A relação do brasileiro com sua nacionalidade: os efeitos do complexo de vira-latas.
Enviada em 24/05/2022
Em meados do século XX, o escritor austríaco Stefan Zweig mudou-se para o Brasil devido à perseguição nazista na Europa. Bem recebido e impressionado com o potencial de sua nova casa, Zweig escreveu um livro ufanista cujo o título até hoje é reverberado: “Berasil, país do futuro”. Entretanto, quando se observa a defeituosa relação do brasileiro com sua nacionalidade, verifica-se que essa profecia permanece na teoria e não desejavelmente na prática. Dessa maneira, é evidente que os efeitos causados pelo complexo de vir-latas se desenvolve não só pela disparidade econômica, bem como a displicência da máquina pública.

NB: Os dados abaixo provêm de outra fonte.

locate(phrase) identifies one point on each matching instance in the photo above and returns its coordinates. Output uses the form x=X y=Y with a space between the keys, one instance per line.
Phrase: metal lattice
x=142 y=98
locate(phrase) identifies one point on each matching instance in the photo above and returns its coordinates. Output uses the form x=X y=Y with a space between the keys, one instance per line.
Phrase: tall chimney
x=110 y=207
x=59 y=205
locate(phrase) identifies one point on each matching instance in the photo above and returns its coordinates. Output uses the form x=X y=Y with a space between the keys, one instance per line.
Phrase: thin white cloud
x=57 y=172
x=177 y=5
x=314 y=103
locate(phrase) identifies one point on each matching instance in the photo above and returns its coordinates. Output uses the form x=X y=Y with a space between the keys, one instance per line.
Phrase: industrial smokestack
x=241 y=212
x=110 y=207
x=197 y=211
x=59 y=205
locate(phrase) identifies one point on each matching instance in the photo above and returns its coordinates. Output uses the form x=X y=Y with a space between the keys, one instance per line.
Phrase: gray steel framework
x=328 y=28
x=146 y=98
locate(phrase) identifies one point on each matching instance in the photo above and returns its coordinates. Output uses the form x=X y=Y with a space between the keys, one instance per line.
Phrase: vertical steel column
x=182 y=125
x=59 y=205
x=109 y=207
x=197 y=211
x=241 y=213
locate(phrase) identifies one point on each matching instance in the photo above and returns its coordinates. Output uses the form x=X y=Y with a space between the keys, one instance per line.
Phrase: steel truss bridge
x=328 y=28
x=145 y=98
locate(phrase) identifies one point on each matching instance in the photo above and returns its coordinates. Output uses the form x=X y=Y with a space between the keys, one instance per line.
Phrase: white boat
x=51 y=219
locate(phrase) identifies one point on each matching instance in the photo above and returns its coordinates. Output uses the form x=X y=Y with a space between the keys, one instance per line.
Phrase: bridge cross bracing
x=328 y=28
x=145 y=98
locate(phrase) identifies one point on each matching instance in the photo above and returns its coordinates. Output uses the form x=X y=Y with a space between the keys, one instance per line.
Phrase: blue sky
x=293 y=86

Diante desse cenário, a disparidade econômica possui influência nesse revés. Nesse sentido, o escritor Ariano Suassuna defende a existência de uma injustiça secular capaz de dividir a nação a nação brasileira, pelas diferentes concepções causadas pelo desânimo do povo. Sob essa lógica, a parcela populacional contentou-se com o atual problema econômico, haja vista que a mesma ao invés de incentivar e buscar o crescimento de sua pátria, visa somente permanecer estatizada mediante aos impasses sociais e reféns das cadeias do senso comum.

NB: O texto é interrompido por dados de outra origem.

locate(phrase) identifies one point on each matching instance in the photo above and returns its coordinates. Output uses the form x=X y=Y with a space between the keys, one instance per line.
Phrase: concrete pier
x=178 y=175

Além disso, a ineficácia governamental é propulsora do problema. Nesse contexto, o pensador Thomas Hobbes, em seu livro “Leviatã”, defende a obrigação do Estado em inserir o tecido social na promoção da coesão social, com intuito de motivá-los a serem participativos no livre melhoramento de sua percepção sobre o ambiente que o cerca e as vivências dos dilemas modernos. Logo, esse impasse deve ser superado para que o tecido social permaneça mais atrelado as suas próprias causas, com o auxílio estatal na promoção de uma melhora em diversas esferas.

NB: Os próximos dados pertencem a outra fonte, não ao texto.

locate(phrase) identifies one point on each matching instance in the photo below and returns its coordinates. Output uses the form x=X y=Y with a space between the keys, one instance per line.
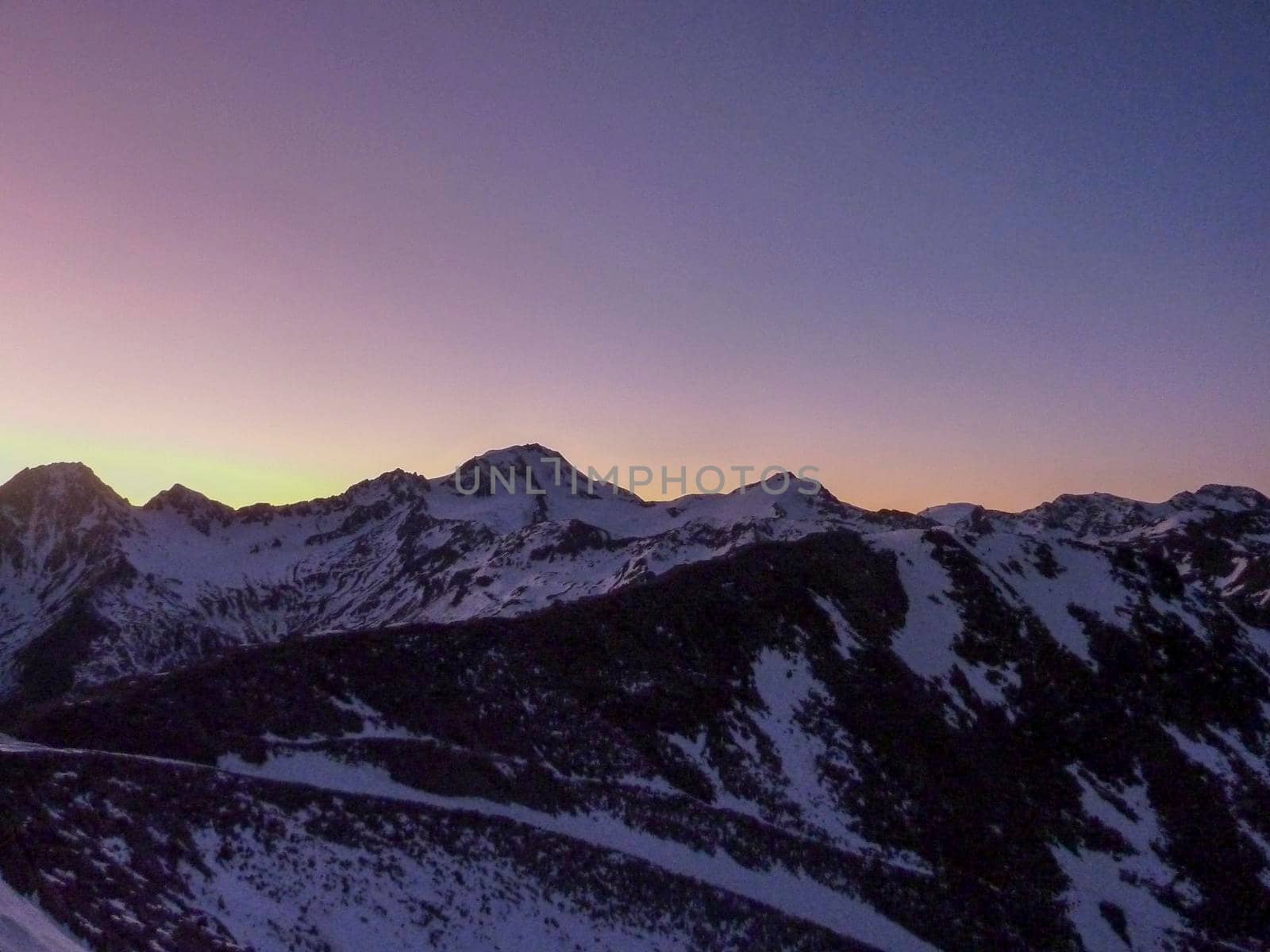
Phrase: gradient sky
x=944 y=251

Portanto, para que ocorra a reversão do quadro de vira-latas, urge-se que medidas sejam tomadas. Para tanto, o Governo-dententor e promotor das ações subsidiárias promova campanhas que incentivem o brasileiro a ver o potencial de sua nação, com difusão de livros e vídeos em ambientes escolares que estimulem o desenvolvimento do espírito encorajador nas crianças, visando a formação de uma sociedade forte e engajada na luta pelos seus direitos, com o efeito em todas as bases sociais e institucionais, para que venhamos construir mais pontes e menos muros.